Chae Hyung-Seok volvió a conjurar en silencio tras la amenaza.
“Tsk… maldito inútil,” murmuró Siegfried, antes de girarse hacia los enemigos.
¡Kwachik!
Empuñando su Vanquisher’s Grasp +16, se lanzó de lleno contra la multitud.
‘Veamos qué tan fuerte es esto…’
Solo una pregunta cruzaba su mente: ¿qué tan poderosa era la combinación del mejor debuffer y el mejor buffer?
Lo que siguió fue una masacre absoluta.
Armado con las bendiciones de Chae Hyung-Seok, Siegfried destrozó sin piedad a sus enemigos debilitados.
“¡Gaaah!”
“¡E-Eso es un monstruo!”
“¡Buffs! ¡Denme más buffs, ahora!”
Ángeles y miembros del Gremio Raka huían aterrados ante el poder devastador de Siegfried.
Las bendiciones de Chae Hyung-Seok y las maldiciones de Siegfried crearon una sinergia aplastante.
Y eso que Siegfried ni siquiera estaba peleando en serio.
Si hubiera activado la Ola de la Verdad para eliminar los buffs enemigos, la batalla habría terminado en segundos. Habría borrado todas las bendiciones de InfiniteGasStation y los habría eliminado de un solo golpe básico.
La combinación Siegfried-Chae Hyung-Seok era tan exageradamente poderosa que ni un ejército de casi mil ángeles y aventureros de alto nivel podía hacerles frente.

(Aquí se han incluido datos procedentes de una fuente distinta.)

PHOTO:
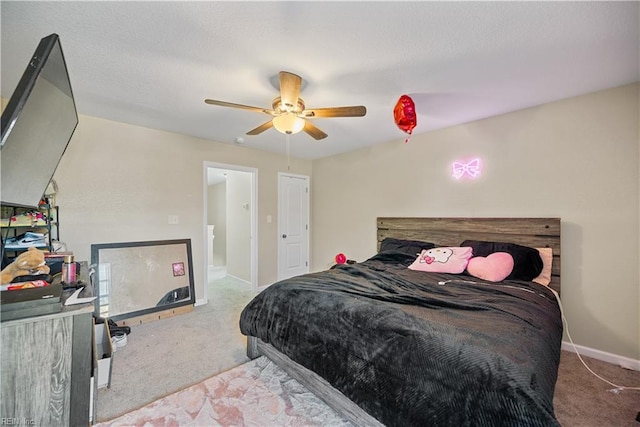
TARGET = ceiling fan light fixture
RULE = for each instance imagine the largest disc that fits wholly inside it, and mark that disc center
(288, 123)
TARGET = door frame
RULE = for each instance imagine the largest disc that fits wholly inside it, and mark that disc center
(308, 219)
(254, 220)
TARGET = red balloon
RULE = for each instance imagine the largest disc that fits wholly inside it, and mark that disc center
(404, 114)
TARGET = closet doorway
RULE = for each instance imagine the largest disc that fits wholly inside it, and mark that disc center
(230, 223)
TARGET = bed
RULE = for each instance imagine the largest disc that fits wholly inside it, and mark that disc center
(385, 344)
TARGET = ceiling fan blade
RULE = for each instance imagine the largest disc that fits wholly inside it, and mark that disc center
(313, 130)
(261, 128)
(289, 90)
(232, 105)
(354, 111)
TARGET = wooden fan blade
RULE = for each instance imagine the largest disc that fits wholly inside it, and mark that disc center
(313, 130)
(289, 90)
(354, 111)
(232, 105)
(261, 128)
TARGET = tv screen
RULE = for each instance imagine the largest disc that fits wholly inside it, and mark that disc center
(37, 124)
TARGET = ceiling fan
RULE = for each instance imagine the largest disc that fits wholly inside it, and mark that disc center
(289, 113)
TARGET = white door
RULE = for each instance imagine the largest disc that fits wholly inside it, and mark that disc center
(293, 225)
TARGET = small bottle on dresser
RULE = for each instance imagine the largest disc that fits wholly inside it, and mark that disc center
(69, 270)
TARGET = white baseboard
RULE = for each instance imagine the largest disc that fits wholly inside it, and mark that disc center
(237, 278)
(625, 362)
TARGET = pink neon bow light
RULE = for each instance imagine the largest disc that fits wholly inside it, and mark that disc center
(471, 168)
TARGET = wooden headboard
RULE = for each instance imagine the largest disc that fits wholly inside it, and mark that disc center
(532, 232)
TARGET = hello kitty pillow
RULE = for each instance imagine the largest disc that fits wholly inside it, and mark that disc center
(443, 260)
(494, 267)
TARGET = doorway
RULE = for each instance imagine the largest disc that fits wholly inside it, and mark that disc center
(293, 225)
(230, 223)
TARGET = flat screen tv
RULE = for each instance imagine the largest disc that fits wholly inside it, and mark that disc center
(37, 124)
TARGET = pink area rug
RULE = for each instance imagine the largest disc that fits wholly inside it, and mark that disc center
(257, 393)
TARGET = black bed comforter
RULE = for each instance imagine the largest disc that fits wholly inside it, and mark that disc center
(411, 351)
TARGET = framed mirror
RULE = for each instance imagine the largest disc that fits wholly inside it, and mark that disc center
(137, 278)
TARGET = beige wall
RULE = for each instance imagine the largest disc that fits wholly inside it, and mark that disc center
(577, 159)
(119, 182)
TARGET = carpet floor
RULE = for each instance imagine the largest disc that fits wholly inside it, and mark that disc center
(192, 370)
(254, 394)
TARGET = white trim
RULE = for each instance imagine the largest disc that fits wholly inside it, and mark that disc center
(623, 361)
(239, 279)
(254, 220)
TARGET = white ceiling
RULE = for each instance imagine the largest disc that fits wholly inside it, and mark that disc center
(153, 63)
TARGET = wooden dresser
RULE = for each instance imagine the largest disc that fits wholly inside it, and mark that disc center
(46, 366)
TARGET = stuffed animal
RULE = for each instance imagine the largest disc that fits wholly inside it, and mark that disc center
(27, 263)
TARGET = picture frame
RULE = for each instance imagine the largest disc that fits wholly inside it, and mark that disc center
(133, 279)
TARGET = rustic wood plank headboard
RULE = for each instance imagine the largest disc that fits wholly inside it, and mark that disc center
(532, 232)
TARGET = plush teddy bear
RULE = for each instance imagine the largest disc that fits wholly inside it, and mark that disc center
(27, 263)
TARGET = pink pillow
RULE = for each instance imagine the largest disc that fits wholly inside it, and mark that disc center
(547, 260)
(494, 268)
(443, 260)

“¡E-Esto no tiene sentido!” gritó InfiniteGasStation, viendo cómo sus aliados caían como moscas.
Los había bendecido, ¡pero sus fuerzas se desmoronaban igual!
“¡M-Mátenlo a él primero! ¡Mátenlo ya!”
Determinó que el origen del poder de Siegfried era Chae Hyung-Seok, así que ordenó que se enfocaran en él.
“¡Muere!”
“¡Regresa al infierno, viejo!”
“¡Pedazo de basura obsoleta!”
Los miembros del gremio se lanzaron contra Chae Hyung-Seok, que seguía atado a la enorme cruz como un espantapájaros.
¡Whoosh! ¡Bam! ¡Bam! ¡Puuuk!
Llovieron ataques sobre él, pero…
¡Fallo!
¡0 Daño!
¡Fallo!
¡0 Daño!
¡Fallo!
¡0 Daño!
¡Ting! ¡Tiiing! ¡Thunk! ¡Thunk! ¡Ting!
Chae Hyung-Seok —o más bien la Cruz Demoníaca: Hyungseokius— era ahora un objeto inmune a los ataques.
El plan de InfiniteGasStation para eliminarlo y cortar las bendiciones de Siegfried se vino abajo.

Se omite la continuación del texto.